Sunday, August 03, 2008

Data Validation for Business Intelligence

Recently, there have been several exciting products released in the BI space around data visualization and optimization to handle sophisticated information challenges. However, I have been surprised that there are no software products or technologies to help with something as fundamental as data validation for data warehouses. Most of the projects that I have encountered end up spending an inordinate amount of time at the tail end in trying to get the data to tie in the data warehouse. There is usually a subset of transactions missing, that were not thoroughly understood as relevant to a particular calculation and must be replicated from the source ERP system to the data warehouse.

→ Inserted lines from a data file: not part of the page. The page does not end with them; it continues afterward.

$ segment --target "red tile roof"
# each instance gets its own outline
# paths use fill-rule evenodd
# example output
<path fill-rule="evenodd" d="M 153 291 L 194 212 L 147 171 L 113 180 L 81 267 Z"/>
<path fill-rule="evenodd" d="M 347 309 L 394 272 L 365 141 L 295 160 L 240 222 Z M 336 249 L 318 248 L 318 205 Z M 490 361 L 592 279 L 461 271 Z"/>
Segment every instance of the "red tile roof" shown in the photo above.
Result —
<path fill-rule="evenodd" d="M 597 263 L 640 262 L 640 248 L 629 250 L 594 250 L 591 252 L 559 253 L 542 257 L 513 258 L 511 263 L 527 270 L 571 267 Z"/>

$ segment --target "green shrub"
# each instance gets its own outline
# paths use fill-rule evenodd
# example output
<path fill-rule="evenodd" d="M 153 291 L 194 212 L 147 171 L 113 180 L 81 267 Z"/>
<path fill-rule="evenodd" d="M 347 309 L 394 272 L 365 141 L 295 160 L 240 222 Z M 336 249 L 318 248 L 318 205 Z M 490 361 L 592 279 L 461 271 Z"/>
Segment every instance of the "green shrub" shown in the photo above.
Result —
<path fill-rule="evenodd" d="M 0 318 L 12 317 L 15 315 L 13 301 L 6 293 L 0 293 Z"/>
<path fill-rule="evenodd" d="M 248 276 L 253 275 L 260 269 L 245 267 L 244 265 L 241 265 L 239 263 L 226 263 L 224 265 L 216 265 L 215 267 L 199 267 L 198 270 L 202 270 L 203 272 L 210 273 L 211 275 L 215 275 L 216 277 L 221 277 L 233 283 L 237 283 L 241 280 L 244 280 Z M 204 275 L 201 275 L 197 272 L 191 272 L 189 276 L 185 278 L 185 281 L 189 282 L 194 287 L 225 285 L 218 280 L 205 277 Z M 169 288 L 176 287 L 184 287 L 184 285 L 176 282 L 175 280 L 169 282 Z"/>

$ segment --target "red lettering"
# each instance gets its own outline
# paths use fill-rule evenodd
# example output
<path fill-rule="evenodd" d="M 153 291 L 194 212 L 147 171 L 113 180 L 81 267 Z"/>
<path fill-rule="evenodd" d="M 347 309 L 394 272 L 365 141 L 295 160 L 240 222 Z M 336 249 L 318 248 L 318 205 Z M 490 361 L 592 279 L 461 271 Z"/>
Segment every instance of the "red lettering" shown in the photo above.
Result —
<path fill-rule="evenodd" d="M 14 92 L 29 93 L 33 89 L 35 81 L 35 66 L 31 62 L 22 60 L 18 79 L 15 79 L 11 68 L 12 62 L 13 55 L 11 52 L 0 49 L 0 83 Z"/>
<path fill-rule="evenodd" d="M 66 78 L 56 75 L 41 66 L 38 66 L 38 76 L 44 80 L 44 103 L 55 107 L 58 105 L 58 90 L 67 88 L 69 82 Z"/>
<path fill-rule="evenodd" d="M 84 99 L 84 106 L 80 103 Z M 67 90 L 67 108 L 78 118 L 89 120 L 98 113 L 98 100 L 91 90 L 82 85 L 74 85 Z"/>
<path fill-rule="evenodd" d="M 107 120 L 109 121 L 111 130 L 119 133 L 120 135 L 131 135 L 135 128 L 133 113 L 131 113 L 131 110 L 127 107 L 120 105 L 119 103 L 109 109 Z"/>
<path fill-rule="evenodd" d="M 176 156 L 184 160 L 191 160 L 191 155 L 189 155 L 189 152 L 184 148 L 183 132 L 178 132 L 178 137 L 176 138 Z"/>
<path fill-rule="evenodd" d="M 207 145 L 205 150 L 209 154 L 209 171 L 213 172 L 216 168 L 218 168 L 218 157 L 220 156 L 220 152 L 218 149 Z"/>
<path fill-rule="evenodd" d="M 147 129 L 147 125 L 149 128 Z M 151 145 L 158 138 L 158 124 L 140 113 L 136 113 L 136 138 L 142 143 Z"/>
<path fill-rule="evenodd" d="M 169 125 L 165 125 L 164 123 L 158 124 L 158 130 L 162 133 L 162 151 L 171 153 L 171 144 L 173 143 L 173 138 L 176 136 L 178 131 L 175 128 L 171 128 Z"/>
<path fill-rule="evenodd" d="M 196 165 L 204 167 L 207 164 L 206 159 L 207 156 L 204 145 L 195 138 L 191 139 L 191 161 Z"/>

There are some products that help with data quality, and information profiling but they fall short in semantically walking the lienage of the metric that you may see on one report to a metric that you may see on another.
We can argue that the root cause of the issue is related to multiple versions of the truth, however, I belive that multiple versions will always exist because some events are relevant to certain decisions vs. others. eg. If I am trying to understand customer sales, I am primarily interested in product sales vs. for financial reporting shipping and handling charges will usually be included as part of a sales number. Unfortunately, human beings has neither the patience nor the presence to use all their words so when there is a conversation going on, both those numbers may be reported and referred to as sales.

In my 12 years in this domain, this has been an ongoing issue, how can we "tie" the data in the data warehouse to an existing "known" source. It is irrelevant whether the known source is right or wrong, the information has to link to the source system for it to gain acceptance in the data warehouse.

I also find it fascinating that most of the business people can look at a number and state that it doesn't tie, even though they have no idea how that number is calculated in the first place.

The reason this problem has not been solved because understanding the context and semantics are very important and most technologies stil fall short in trying to "understand" relevance. Maybe this is a search problem after all and the new semantic web will help us conquer this fundamental BI problem at some point in the near future.